出入り口などはどうしても開けておかなければならないので、スペースを有効に活用するのにはかなり良い戦略だと思う。たぶん。
「みたまえ」
会長は端末をぐいっと差し出すと、(僕に)見えるように角度を変えてきた
「今、画面に映っている子があれだな・・」
会長が画面に出てきた女の子を指差すと、タイミング悪く画像が切り替わってしまった
「ええと、焼肉屋ですね・・」
全然関係ない焼肉屋のCMが流れる。僕は気まぐれでボケを振ってみた。
「うんうん、焼肉屋だね」
「って関係ないわ!!」
意外にノってきた。会長、割とお茶目だな
「・・・」
僕は自分の端末を操作すると、高校アプリ坊主大会のホームページに飛び、今日の日程表を見た。どうやら、この試合しか行なわれて
いないらしい。
「ありました」
高校名をクリックすると、リンク先に飛んだ。紹介ページのようだ
熱来高校(ねつらいこうこう)
・吹奏楽部の強豪高として知られる高校で、約120年の歴史を持ち・・・・っと(下にスクロールして飛ばす)
束少マサラ(たばすこまさら)
・クラス3-C
・能力は、「辛いものを食べる能力」
・男のような名前であるが女性である
・~じゃんが口癖
・常に黒のタンクトップ
・ギターケースのような?リュックを背負っていて、その中に辛いものをいっぱい入れている
水無瀬 行く年来る年(みずなせゆくとしくるとし)
・クラス3-D
・束少マサラの専属アプリ坊主
「ああ、ここの能力に合わせて対戦してるのか・・」
僕は、端末の戻るボタンを押すと、戦っている対戦相手のホームページへと飛んだ
勘鷹高校(かんだかこうこう)
剛田 番子(ごうだばんこ)(女性)
・3-E
・・能力は、「不屈の精神の持ち主という能力」
・いわゆる番長。
鎌田 愛次(かまたあいじ)
・3-B
・剛田番子の専属アプリ坊主
「これはなかなか面白い試合ですね」
僕は端末を置き、会長に意見を述べた。
「だろう」
会長はふふっと笑うと、呼び出しボタンを押して店員を呼んだ。
「辛いものを食べる能力」同士で今は戦っているわけだが、もともと「不屈の精神」という特技を持っている剛田番子が、さらにハンデを貰って
有利状態なのだ。
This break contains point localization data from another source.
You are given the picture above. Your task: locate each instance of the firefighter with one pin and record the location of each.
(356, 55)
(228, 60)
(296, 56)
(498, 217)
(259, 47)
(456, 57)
この勝負、先に根をあげたほうが負けというだけに、果たしてどうなるか・・
「ワァァァァァ!!」
カウンター席の観客から歓声が上がる。どうやら大技が決まったらしい
「ぬう、むう。」
端末の画面と、カウンター席のほうを交互に見定める会長
「これはすごいことになってまいりました!!」
端末と店の中から同時に同じ実況が聞こえる
「今回、「能力合わせ戦」ということで期待はしていたんですが・・」
「いや~、まさかここまでとは驚かされました」
実況が続ける
「今の場面・・・」
「いや、これまでの試合を振り返ってみましょう」
撒き戻し中のブロックノイズまみれの画面が2分割され、「現在の状態」と「今までのまとめ」の画面に別れる。右下の小さいほうが現在だ。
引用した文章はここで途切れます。